But it should show: Conv3d 1 x 64 x 5 x 304 x 160 1,792 True
I have hacked module_summary(learn,*xb) in a personal notebook to show the missing size. But there are so many undocumented operations and dependencies in the code that I’d surely break something by offering a fix.
Not sure what we are looking (or expecting to see) here… Do you have a self-contained code snippet or gist that can show more details? (e.g. what are all those numbers supposed to be…)
Sorry for the confusion. It is one line printed by learn.summary(). It shows that when the layer outputs the layer activations, there is not enough room in the Output Shape field to display its size.
Here is the complete output of learn.summary():
NetworkR (Input shape: ['1 x 1 x 5 x 608 x 320'])
================================================================
Layer (type) Output Shape Param # Trainable
================================================================
ReplicationPad3d 1 x 1 x 7 x 610 x 3 0 False
________________________________________________________________
Conv3d 1 x 64 x 5 x 304 x 1,792 True
________________________________________________________________
FixedBN3d 1 x 64 x 5 x 304 x 128 True
________________________________________________________________
Conv3d 1 x 128 x 5 x 304 x 221,312 True
________________________________________________________________
FixedBN3d 1 x 128 x 5 x 304 x 256 True
________________________________________________________________
Conv3d 1 x 128 x 5 x 304 x 442,496 True
________________________________________________________________
FixedBN3d 1 x 128 x 5 x 304 x 256 True
________________________________________________________________
Conv3d 1 x 256 x 5 x 152 x 884,992 True
________________________________________________________________
FixedBN3d 1 x 256 x 5 x 152 x 512 True
________________________________________________________________
Conv3d 1 x 256 x 5 x 152 x 1,769,728 True
________________________________________________________________
FixedBN3d 1 x 256 x 5 x 152 x 512 True
________________________________________________________________
Conv3d 1 x 256 x 5 x 152 x 1,769,728 True
________________________________________________________________
FixedBN3d 1 x 256 x 5 x 152 x 512 True
________________________________________________________________
Conv3d 1 x 256 x 5 x 152 x 1,769,728 True
________________________________________________________________
FixedBN3d 1 x 256 x 5 x 152 x 512 True
________________________________________________________________
Conv3d 1 x 256 x 5 x 152 x 1,769,728 True
________________________________________________________________
FixedBN3d 1 x 256 x 5 x 152 x 512 True
________________________________________________________________
Conv3d 1 x 128 x 5 x 304 x 884,864 True
________________________________________________________________
FixedBN3d 1 x 128 x 5 x 304 x 256 True
________________________________________________________________
Conv3d 1 x 64 x 5 x 304 x 221,248 True
________________________________________________________________
FixedBN3d 1 x 64 x 5 x 304 x 128 True
________________________________________________________________
Conv3d 1 x 64 x 5 x 304 x 110,656 True
________________________________________________________________
FixedBN3d 1 x 64 x 5 x 304 x 128 True
________________________________________________________________
Conv3d 1 x 16 x 5 x 608 x 27,664 True
________________________________________________________________
FixedBN3d 1 x 16 x 5 x 608 x 32 True
________________________________________________________________
Conv3d 1 x 1 x 5 x 608 x 3 433 True
________________________________________________________________
Total params: 9,878,113
Total trainable params: 9,878,113
Total non-trainable params: 0
Optimizer used: <function Adam at 0x7efb16983320>
Loss function: MSELoss()
Callbacks:
- TrainEvalCallback
- Recorder
- ProgressCallback
The notebook is too complex to post, but the problem con be reproduced with any 5d input image and conv3d in the model.

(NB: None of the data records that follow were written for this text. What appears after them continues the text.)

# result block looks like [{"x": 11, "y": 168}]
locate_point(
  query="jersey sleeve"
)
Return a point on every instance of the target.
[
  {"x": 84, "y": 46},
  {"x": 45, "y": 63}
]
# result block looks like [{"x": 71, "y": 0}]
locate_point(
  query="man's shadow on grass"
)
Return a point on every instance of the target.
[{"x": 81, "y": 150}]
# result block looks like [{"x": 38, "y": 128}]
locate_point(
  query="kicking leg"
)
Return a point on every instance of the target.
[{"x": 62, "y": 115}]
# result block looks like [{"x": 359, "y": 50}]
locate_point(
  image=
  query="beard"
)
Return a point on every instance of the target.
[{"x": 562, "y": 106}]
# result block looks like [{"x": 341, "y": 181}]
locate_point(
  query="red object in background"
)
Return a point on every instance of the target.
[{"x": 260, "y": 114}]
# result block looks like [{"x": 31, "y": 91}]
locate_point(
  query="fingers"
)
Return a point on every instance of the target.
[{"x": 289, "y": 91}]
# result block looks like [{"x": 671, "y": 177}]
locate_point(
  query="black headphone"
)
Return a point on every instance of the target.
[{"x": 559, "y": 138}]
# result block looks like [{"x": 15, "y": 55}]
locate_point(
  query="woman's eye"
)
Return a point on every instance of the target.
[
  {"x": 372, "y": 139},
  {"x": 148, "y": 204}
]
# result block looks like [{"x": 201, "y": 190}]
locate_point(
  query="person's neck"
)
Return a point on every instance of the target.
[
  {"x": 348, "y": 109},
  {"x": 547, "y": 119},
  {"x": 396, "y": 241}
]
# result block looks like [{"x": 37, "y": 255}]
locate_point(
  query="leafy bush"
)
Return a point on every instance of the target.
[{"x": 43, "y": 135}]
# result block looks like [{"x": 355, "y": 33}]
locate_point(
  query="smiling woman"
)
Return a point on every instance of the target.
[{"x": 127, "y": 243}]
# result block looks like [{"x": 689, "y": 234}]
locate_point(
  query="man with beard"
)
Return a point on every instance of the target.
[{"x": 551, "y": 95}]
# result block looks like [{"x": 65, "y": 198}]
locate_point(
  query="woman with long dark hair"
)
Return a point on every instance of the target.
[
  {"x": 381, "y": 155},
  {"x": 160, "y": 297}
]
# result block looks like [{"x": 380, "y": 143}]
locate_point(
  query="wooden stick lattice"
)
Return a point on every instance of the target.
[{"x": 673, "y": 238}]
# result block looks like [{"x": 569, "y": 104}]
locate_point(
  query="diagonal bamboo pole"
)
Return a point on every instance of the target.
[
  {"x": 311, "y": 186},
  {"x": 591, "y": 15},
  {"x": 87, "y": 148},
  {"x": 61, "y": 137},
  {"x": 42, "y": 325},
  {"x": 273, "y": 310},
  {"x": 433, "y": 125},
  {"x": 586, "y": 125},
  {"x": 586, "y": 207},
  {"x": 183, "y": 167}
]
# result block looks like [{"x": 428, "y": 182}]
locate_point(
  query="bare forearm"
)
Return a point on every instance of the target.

Ah. I see what you mean now. Thanks for the more detailed snippet.
I had a quick look at the code, in 15_callback.hook.ipynb. It seems like the printing of summary() table truncates the Output Shape column to 19 chars, with a column width of 20 chars (I guess to leave a space separator behind the shape output). The code I see is:
res += f'\n{"":<20} {_print_shapes(sz, bs)[:19]:<20}'
How did you make your modifications in your personal notebook to get it to not truncate?
(I think a quick solution would be to just increase the column width of Output Shape, to allow printing more of the shape output?)
If you make your changes, run the tests, and the tests all pass, I think it will be fine? Then you can create a PR, and see if the maintainers accept to merge, or they might suggest alternative/better ways of fixing this?